Hoofddeksel waar een tulband omheen gewikkeld wordt

 

Hoofddeksel (kufiya), zoals eind 19e eeuw door mannen behorend tot de religieuze en bestuurlijke elite van Mekka werd gedragen. De hoofddeksels werden gedragen door islamitische geleerden, imams...

Objectnummer
RV-559-7
Instelling
Stichting Nationaal Museum van Wereldculturen
Periode
Voor 1886
Herkomst
Makkah (regio)

Hoofddeksel (kufiya), zoals eind 19e eeuw door mannen behorend tot de religieuze en bestuurlijke elite van Mekka werd gedragen. De hoofddeksels werden gedragen door islamitische geleerden, imams en leden van de shariefenfamilie die Mekka regeerde. Onder het hoofddeksel werd een dun mutsje (araqiya) gedragen en het geheel werd omwonden met een wit katoenen doek van neteldoek tot een soort tulband. Volgens Burckhardt werden deze doeken ook wel van mousseline of batist gemaakt (Burckhardt [1829] 1978:184). Aan de manier van omwinden en het gebruikte materiaal voor het hoofddeksel – wel of geen zilver- of gouddraad- was de functie en status van de drager af te leiden. De hoofddeksels werden vanuit Mekka door pelgrims meegenomen naar andere landen, zoals Indonesië.
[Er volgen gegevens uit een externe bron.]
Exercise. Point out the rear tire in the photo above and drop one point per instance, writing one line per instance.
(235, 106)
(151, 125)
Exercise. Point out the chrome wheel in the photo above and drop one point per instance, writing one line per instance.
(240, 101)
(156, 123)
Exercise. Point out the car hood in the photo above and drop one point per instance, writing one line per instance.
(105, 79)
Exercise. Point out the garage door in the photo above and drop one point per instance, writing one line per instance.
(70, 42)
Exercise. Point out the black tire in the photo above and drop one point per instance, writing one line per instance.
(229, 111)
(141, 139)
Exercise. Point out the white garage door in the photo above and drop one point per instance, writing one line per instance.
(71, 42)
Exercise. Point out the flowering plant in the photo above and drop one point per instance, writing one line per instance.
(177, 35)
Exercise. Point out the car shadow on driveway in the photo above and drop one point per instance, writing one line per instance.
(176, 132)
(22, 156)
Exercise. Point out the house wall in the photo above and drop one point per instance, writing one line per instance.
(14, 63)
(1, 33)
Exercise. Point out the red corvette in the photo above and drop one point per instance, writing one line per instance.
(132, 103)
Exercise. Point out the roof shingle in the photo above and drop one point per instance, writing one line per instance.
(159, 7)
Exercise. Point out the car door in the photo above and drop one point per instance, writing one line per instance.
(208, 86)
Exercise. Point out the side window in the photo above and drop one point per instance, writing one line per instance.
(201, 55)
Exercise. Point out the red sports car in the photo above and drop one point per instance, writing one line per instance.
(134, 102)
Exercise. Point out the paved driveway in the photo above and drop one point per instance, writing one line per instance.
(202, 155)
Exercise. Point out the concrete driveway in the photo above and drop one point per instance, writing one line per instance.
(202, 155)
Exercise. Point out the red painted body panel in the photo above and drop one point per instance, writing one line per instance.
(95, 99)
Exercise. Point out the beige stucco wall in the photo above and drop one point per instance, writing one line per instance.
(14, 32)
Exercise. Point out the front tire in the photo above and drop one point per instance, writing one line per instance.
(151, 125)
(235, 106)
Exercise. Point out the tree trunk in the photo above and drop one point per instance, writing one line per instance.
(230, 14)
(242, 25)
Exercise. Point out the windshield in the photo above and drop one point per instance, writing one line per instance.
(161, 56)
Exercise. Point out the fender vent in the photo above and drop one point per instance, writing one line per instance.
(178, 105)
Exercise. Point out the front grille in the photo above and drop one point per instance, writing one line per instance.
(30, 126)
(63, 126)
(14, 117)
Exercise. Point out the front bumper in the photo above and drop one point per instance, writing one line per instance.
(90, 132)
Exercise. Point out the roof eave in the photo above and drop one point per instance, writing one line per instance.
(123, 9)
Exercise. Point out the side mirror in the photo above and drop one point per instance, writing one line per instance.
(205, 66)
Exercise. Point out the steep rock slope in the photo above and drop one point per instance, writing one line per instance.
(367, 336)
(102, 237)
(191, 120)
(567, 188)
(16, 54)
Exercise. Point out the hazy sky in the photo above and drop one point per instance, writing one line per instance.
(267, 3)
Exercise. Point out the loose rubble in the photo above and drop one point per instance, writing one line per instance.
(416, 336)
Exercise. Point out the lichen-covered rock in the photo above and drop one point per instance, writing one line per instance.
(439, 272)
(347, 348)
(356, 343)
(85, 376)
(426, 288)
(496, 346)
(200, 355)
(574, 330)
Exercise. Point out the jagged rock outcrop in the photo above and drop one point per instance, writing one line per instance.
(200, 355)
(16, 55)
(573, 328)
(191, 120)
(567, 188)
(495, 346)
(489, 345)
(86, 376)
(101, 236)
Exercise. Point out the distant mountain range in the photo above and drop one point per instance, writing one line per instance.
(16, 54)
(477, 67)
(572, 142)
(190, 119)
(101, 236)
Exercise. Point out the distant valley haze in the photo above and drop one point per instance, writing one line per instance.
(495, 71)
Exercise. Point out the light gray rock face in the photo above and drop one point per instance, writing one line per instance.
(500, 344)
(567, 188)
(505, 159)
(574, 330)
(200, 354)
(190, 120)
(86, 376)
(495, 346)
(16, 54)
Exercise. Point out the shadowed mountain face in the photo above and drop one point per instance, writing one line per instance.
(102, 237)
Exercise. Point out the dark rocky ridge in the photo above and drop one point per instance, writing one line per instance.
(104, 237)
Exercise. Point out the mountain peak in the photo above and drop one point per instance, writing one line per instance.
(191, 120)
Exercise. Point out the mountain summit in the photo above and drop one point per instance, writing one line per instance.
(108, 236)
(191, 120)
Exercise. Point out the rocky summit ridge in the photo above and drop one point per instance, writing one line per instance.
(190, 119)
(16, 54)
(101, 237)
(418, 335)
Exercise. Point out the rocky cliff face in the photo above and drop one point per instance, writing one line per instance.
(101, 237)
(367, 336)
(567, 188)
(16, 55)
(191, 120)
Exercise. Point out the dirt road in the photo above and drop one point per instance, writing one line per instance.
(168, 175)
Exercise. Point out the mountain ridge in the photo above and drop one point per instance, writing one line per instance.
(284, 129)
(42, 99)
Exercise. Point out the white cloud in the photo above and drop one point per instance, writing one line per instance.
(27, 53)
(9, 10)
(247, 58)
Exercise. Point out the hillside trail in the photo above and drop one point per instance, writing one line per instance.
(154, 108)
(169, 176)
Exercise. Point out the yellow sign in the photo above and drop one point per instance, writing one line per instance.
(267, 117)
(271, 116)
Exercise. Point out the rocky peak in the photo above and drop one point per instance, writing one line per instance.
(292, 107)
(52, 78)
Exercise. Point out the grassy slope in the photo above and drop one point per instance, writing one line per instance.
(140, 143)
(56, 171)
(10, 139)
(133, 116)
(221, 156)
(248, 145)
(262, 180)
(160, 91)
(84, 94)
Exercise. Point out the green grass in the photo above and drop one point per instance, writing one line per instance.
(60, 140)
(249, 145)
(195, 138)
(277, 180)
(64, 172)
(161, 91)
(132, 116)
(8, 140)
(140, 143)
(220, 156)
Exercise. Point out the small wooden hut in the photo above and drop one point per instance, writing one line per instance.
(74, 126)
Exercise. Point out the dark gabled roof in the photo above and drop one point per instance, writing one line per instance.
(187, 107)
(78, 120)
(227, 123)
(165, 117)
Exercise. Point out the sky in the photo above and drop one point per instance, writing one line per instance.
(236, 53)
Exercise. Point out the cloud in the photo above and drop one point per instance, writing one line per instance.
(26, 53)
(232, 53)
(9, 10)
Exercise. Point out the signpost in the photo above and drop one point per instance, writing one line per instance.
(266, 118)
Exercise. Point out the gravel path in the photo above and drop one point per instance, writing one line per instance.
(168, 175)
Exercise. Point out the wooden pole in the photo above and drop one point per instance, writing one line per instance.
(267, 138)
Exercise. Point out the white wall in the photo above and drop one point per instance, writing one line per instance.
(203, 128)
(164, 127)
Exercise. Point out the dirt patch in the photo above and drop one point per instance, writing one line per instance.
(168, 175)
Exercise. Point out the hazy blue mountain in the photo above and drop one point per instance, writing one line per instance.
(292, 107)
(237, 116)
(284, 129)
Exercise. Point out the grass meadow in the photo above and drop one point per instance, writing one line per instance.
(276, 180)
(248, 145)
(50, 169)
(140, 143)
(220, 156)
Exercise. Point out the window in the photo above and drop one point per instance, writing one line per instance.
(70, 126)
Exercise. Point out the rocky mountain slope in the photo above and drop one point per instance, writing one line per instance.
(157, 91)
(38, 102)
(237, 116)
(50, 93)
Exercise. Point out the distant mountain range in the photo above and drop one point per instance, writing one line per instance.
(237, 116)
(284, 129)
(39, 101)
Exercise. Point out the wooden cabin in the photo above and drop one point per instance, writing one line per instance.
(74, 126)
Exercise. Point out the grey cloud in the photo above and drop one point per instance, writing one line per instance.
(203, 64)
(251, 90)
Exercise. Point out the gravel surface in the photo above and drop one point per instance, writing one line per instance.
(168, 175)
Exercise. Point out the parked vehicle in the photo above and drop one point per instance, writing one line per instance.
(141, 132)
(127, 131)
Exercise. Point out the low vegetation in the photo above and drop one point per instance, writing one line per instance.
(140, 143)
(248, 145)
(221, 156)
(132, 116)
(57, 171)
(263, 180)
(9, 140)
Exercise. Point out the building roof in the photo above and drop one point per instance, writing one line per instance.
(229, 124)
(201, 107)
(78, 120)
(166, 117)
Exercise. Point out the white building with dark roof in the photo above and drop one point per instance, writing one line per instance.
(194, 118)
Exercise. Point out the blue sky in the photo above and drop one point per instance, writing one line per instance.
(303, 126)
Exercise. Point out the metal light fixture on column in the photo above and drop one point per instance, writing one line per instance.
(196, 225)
Daar dienden ze als souvenir en als inkomstenbron voor pelgrims, omdat zij de mutsen bij thuiskomst verkochten (Snouck Hurgronje [1889] 2007:478). In de eerste helft van de 20e eeuw verdween de combinatie van tulband met rijk geornamenteerd hoofddeksel uit het straatbeeld van Mekka en werd vervangen door een eenvoudige witte hoofddoek (ghutrah). Deze verandering liep parallel aan de transitie van Ottomaans Rijk naar Koninkrijk Saoedi-Arabië. Het hoofddeksel is gevlochten van riet, dat aan de buitenzijden is bedekt met repen katoen of zijde in diverse kleuren. In zwart en grijs zijn Arabische lettertekens aangebracht. Aan de bovenzijde is met wit zijde een cirkelvormig ornament geborduurd. Van hieruit lopen draden gouddraad over de bovenkant van het hoofddeksel, wat suggereert dat dit type hoofddeksel gedragen werd door een sharief (zie RV-559-3). De binnenkant is gevoerd met wit katoen. Volgens Snouck Hurgronje (Staatscourant 02-04-1887) waren deze hoofddeksels Indiaas fabricaat. De doek waarmee dit hoofddeksel was omwonden was oorspronkelijk aanwezig, maar is inmiddels vermist. De doek die oorspronkelijk om dit hoofddeksel zat was gewonden naar de Medinenische mode; de doek was aan één zijde in een wrong gedraaid en lag los over een derde van de bovenkant van het hoofddeksel heen, bovenop een slip die uitstak maar niet naar beneden afhing (Snouck Hurgronje, staatscourant 02-04-1887).